Microsoft are serious about open source, and making it a first-class citizen. Microsoft is single largest contributor to open source on GitHub. According to GitHub, Microsoft has the largest open source community in the entire world with Visual Studio Code. If this is a surprise, you weren’t paying attention and it shows a real commitment to the creativity of developers. IBM has a story for open-source too and they have shown themselves to be leaders in this area. Microsoft seem to be splattering open source everywhere and I get the impression that they are way more vocal about it than IBM are. In fact, I don’t think you can actually avoid it in many Microsoft products anymore. Take R, for example; it’s in everything from SQL Server through to Power BI, and you can even use R in Excel, which is, after all, the world’s favourite Business Intelligence tools and one of the most unsung inventions of the 20th century.
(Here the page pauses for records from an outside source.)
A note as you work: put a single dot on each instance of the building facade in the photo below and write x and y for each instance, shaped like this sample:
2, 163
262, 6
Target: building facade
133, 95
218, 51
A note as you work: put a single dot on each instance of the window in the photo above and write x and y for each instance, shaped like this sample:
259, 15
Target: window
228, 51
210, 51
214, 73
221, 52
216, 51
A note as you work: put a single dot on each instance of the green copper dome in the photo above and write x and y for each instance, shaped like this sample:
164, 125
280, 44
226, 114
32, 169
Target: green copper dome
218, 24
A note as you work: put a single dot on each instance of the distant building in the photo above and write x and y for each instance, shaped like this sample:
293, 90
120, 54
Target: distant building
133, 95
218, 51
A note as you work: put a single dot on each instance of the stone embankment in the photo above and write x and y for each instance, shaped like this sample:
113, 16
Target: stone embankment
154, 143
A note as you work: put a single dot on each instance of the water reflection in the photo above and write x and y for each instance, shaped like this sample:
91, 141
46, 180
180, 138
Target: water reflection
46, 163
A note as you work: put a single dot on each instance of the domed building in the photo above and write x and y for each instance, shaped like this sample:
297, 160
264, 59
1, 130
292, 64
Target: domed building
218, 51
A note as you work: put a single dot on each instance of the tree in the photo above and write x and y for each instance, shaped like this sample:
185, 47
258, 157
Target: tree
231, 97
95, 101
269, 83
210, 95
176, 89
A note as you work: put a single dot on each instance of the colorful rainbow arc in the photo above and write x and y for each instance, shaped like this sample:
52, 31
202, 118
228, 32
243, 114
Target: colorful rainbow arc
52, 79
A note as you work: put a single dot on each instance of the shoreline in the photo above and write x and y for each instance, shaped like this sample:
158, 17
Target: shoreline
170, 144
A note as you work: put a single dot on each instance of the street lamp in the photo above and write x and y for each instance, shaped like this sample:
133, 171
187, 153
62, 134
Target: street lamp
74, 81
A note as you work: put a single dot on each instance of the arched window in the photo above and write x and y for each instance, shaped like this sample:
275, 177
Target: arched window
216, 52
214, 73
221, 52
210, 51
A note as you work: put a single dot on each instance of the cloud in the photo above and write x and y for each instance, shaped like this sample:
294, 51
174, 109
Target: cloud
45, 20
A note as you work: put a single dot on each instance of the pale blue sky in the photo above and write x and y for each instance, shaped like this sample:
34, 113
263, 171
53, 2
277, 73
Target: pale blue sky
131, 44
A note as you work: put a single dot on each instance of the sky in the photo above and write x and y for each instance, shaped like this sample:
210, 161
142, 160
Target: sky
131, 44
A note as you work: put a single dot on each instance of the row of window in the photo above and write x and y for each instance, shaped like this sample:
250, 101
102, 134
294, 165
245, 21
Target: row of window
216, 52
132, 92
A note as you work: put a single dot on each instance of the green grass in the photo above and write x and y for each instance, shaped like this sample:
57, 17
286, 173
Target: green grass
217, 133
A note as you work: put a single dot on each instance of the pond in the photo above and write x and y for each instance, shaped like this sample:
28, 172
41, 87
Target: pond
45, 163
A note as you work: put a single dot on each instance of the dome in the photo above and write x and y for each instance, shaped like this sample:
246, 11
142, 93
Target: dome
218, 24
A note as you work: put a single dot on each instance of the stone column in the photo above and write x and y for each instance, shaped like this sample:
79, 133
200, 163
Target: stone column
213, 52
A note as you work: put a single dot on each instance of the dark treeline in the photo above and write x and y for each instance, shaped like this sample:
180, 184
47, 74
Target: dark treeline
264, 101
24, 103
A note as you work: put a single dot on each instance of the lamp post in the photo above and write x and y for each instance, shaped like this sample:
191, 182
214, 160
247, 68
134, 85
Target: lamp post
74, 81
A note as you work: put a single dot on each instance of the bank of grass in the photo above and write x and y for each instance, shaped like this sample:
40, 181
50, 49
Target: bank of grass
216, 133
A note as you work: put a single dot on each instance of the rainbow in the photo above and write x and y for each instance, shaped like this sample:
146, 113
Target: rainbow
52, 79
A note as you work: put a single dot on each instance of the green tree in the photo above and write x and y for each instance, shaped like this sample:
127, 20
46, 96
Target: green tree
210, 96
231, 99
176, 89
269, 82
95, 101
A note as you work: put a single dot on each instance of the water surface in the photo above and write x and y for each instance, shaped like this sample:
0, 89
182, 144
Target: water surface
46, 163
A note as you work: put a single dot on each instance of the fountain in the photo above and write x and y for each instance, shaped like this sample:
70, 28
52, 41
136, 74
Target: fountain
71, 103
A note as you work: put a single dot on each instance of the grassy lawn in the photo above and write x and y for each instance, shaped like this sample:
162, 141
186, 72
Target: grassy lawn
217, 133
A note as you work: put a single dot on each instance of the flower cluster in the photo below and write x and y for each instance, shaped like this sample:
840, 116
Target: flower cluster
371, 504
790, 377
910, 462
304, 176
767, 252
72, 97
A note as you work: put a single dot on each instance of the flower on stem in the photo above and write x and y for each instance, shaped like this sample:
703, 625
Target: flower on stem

I don’t believe that the promises of AI are ‘vague’ at all, as suggested by the article. There are clearly many opportunities for intelligent drones, as evidenced by Microsoft’s forward-looking partnership with DJI. It’s important to note that IBM also have a partnership with Aerialtronics. In this sense, both organizations are going in the same direction. I’m not sure what’s vague about it from the Microsoft perspective; they’ve signed up with a manufacturing giant, and I think that’s good news. I also think competition is a good thing, but I also think that Microsoft are placing the opportunity in the hands of developers and that’s allowing freedom and creativity, being mindful of Satya’s commentary about ethical AI and its responsibilities.

MIcrosoft should not fear IBM at all.  I see Microsoft as having a consumer and business audience. Consumers will still be a focus for Microsoft between Windows, Mixed Reality, Xbox, Office and other services, along with new innovations such as the Alexa/Cortana piece mentioned earlier. Microsoft have clearly gone after enterprise as a focus, especially in the Cloud sector. Those bets have been paying off as the Azure business is growing, and going from strength to strength and the strategy is continuing to prove itself to shareholders, and that’s crucial as an independent barometer.